The Australian Bureau of Agricultural and Resource Economics and Sciences (Abares) has released its annual outlook report in conjunction with its annual conference in Canberra. The report finds that 2016-17 is set to be a bumper year for agriculture mostly off the back of exceptional growing conditions. It’s a report that highlights the importance of the right environment for agricultural production and also how susceptible agriculture is to the impact of climate change.
One of the more unusual aspects of last week’s GDP figures was that the leader of the pack over the past year has not been the mining industry.
For the first time since September 2008, and for only the fourth time in the past 20 years, the agricultural industry was the biggest contributor to annual GDP growth:
The reality is it has been a very long time since Australia has ridden on the sheep’s back (or on top of a silo full of wheat).
Over the past 40 years, the agriculture and forestry industry has contributed just 2% of Australia’s GDP growth – the third lowest of any industry.
That does not mean the industry is unimportant, but perhaps it does show how we do view the industry through an historical and cultural lens that we don’t, for example, with the accommodation and food services industry, despite the two industries contributing a similar level of value added into the economy.
The agricultural industry however remains a good representation of the Australian economy to the extent that it remains captive to world prices, the value of the Australian dollar and the vicissitudes of weather and climate.
According to the Abares report, good weather and rising world prices in the second half of 2016 will see the gross value of Australian farm production increase by 8.3% in 2016–17 to a record $63.8bn.
Abares director, Peter Gooday noted that even though the forecast is for production to fall slightly in 2017-18 to $61.3bn, that would still see it 17.3% higher than the average of the five years to 2015-16.
The figures in the Abares 2017 Outlook highlight the exceptionally strong production of wheat, barley, and industrial crops like cotton and sugar cane in 2016-17:
And while forecasting is hard enough without having to throw in the quirks of whether or not rain and sunshine occur at the right time in the right amounts, Abares suggests 2016-17 is to be a bit of a peak, with farm production not to reach these heights again this decade:
The report suggests the main reason for the decline is an assumed return to average seasonal conditions in 2017-18.
The report estimates that while there is a small forecast rise in the volume of livestock production, it would be offset by a fall in the volume of grain and oilseed production from its record high in 2016–17.
Agriculture continues to punch above its weight is on the export front – accounting for around 13% of the value of all our exports.
As the deputy prime minister and minister for agriculture and water resources, Barnaby Joyce told parliament last week, we now have record beef and sheep prices, and wool is at a price not seen since the 1980s.
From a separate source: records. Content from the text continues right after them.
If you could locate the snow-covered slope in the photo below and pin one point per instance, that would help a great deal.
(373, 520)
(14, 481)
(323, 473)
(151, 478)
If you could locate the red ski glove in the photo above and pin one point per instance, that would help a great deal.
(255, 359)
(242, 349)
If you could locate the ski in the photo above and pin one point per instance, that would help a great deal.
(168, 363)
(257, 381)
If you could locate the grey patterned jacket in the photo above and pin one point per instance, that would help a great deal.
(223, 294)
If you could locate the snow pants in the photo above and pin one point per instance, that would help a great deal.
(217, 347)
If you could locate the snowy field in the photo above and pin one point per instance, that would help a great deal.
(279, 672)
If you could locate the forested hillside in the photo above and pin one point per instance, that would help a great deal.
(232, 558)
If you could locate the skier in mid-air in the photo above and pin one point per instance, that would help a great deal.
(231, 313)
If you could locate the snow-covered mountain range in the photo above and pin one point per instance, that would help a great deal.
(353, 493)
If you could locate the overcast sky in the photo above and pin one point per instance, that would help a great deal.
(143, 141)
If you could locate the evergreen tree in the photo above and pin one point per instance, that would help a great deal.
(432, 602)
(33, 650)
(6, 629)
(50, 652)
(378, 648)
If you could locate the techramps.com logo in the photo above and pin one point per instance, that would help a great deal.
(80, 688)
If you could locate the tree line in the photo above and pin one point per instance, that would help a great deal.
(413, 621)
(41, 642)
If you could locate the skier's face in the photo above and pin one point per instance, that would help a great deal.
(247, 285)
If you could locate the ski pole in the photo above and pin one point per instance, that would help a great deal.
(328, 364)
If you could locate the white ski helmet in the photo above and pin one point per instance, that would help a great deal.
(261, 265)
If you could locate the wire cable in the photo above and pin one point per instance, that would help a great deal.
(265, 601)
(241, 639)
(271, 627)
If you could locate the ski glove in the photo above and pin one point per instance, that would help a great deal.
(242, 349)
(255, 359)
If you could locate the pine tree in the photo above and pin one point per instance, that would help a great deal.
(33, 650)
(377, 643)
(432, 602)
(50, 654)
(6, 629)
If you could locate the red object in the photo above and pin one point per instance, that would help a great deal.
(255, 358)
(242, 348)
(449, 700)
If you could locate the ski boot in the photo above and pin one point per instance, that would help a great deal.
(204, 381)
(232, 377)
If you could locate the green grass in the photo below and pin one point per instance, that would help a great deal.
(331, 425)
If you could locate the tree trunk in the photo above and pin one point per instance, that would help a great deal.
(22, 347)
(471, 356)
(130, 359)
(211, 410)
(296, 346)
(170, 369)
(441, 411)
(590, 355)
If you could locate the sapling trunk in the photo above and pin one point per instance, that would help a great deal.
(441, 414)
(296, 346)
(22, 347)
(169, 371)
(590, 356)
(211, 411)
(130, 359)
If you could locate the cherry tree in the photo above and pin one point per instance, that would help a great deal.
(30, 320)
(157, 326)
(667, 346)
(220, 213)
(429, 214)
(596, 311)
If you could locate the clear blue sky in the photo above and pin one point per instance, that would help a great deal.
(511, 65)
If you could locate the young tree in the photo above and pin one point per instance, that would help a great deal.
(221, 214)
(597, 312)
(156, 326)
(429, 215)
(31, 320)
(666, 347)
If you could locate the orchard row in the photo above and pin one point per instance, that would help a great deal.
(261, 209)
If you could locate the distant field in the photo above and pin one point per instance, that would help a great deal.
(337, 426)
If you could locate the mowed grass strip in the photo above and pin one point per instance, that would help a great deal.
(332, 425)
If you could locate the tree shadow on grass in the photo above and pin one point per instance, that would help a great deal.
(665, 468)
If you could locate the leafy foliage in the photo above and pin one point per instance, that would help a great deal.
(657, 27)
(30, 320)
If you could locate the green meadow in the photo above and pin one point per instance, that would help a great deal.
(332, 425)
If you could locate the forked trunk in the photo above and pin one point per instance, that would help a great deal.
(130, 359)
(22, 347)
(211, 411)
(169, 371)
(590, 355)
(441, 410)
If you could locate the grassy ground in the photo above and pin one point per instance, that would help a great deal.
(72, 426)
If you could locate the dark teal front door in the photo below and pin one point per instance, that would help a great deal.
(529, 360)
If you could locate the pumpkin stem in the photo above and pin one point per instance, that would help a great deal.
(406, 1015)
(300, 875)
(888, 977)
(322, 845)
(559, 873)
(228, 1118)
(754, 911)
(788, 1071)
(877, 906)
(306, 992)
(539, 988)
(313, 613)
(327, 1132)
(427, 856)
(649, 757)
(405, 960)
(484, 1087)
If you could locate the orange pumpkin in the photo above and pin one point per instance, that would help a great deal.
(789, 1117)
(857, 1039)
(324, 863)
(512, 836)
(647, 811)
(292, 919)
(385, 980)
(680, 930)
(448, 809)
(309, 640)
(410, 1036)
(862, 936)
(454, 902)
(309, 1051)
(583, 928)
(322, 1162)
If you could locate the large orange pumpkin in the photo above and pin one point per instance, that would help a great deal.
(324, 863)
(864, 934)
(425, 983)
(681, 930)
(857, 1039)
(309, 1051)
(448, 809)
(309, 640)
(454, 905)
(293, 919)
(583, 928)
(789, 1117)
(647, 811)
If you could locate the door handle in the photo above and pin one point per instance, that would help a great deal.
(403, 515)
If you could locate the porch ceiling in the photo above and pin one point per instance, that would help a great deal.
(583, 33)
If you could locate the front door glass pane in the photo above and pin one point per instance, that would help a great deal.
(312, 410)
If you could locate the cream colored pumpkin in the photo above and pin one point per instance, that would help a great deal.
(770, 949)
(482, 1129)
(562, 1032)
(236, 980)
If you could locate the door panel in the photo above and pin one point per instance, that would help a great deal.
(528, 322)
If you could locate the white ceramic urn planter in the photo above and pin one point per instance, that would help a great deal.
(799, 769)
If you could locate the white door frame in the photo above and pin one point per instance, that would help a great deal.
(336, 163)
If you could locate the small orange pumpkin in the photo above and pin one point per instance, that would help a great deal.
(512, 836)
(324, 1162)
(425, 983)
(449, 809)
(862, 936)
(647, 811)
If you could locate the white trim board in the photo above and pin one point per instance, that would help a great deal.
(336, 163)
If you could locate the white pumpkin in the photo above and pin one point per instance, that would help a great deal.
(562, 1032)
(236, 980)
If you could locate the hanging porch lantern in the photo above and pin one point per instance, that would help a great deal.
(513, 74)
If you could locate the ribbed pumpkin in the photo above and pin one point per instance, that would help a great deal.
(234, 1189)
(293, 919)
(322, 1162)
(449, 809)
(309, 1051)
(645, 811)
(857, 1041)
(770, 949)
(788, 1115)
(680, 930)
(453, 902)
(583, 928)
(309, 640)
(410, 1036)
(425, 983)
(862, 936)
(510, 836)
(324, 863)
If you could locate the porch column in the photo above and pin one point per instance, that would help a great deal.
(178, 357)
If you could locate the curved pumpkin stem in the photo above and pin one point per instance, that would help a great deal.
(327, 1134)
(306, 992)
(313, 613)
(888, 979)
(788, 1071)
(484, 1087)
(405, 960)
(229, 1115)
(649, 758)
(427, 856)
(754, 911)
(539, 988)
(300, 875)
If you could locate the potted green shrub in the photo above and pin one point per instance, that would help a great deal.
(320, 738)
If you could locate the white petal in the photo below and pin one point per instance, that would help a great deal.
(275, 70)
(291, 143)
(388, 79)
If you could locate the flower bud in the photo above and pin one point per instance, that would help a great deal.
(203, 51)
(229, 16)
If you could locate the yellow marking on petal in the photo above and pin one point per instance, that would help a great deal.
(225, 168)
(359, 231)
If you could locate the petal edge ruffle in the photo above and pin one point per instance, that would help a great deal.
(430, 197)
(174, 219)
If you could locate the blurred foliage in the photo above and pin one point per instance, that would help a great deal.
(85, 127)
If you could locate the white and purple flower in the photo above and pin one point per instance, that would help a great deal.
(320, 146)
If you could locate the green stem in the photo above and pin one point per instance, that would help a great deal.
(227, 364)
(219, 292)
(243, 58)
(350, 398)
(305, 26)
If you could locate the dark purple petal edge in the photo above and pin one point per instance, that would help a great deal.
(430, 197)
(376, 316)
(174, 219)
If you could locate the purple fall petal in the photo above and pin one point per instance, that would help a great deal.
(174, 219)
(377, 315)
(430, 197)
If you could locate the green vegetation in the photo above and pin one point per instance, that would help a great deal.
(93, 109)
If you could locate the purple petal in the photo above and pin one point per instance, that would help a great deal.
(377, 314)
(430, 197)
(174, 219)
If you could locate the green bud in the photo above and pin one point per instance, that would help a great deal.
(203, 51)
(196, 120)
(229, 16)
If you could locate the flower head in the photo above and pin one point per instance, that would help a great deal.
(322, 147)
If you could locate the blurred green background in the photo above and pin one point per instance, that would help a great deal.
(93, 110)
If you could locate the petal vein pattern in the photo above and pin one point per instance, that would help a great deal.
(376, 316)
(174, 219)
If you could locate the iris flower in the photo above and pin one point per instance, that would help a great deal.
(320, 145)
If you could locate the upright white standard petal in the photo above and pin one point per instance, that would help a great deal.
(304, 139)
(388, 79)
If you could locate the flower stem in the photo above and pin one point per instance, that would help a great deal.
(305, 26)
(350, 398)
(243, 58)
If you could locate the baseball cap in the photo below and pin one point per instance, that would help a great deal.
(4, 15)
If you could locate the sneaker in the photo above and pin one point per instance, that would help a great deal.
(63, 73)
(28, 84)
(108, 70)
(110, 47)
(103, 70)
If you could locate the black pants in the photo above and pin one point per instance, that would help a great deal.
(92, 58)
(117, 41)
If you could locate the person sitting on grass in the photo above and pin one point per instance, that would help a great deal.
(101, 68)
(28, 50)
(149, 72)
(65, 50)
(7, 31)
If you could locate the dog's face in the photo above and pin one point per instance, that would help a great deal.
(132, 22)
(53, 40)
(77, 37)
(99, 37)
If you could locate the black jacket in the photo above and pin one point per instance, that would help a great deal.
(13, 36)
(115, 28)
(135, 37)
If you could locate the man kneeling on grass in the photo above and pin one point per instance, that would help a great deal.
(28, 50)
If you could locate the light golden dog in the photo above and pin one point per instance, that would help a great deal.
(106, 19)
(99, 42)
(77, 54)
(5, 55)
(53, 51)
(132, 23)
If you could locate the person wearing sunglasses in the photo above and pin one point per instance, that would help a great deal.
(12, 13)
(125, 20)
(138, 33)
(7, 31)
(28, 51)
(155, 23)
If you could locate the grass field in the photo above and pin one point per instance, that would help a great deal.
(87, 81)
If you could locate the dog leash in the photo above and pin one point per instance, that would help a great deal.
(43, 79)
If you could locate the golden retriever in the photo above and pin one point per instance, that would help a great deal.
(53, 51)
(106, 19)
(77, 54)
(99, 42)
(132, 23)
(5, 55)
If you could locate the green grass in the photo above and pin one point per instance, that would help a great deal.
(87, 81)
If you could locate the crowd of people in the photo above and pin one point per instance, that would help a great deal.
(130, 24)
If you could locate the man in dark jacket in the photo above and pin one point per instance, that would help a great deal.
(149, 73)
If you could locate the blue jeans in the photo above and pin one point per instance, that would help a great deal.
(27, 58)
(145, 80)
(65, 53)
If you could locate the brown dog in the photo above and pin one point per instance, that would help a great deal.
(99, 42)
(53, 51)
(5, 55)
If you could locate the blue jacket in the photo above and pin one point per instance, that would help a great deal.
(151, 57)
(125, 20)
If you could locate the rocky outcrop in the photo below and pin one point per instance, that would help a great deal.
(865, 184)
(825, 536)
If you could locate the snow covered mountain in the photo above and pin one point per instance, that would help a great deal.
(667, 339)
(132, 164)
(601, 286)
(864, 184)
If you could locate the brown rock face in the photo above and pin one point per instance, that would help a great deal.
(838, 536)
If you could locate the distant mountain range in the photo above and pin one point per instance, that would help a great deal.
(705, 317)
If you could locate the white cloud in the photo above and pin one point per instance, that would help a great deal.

Prices for wheat and barley, however fell:
The impact of the Australian dollar is crucial in agricultural exports.
Abares notes that the depreciation of the Australian dollar relative to the US dollar from 2013 increased the competitiveness of Australian exports – because most rural commodities are bought and sold in US dollars.
The RBA’s index of commodity price shows that while rural prices have fallen since 2011, the falling value of our dollar meant the prices in Australian dollar terms actually held up:
In effect farmers were getting more Australian dollars for their produce, even while they were getting less in US dollar terms.
Abares notes that the total real value of Australian agricultural exports increased for seven consecutive years from 2008–09 to 2014–15.
They attribute this growth to the global demand for food, particularly from Asian countries, that has seen an increase in our exports to Asia and also to productivity growth among farm production.
On this score it is worth noting that over the past 20 years, only the wholesale trade industry has seen greater improvements in productivity than the agriculture industry:
Farming in 1997 is akin to the dark ages compared to how it is done now with much more efficient equipment and methods.
Abares expects export to overall hold up in 2017-18 – with some falls offset by improvement in other commodities:
The Abares Outlook report makes for good reading for the government. While they can take no credit for good weather and high world prices, the outlook does frequently make positive mention of the various free trade agreements that have been recently entered into by Australia.
But the forecasts for the next five years highlight that even with increased access to China markets, production is expected to remain flat. The report also notes that it estimates are “subject to significant climate effects” and that “in the two decades to 2014–15, climate conditions deteriorated across many grain-growing regions.”
The report also notes that farmers have begun adapting to the impact of climate change, noting that “anecdotal evidence suggests that farmers have adopted a variety of management practices, including conservation tillage, to exploit summer soil moisture in anticipation of reduced winter rainfall.”
At the annual Abares Outlook conference beginning today in Canberra, one session will discuss “climate change: recent effects on crop yield and productivity.”
It should make for an interesting discussion, because above else, the Abares report shows that even with more open markets, and strong prices, the industry remains hostage to the sun and rain.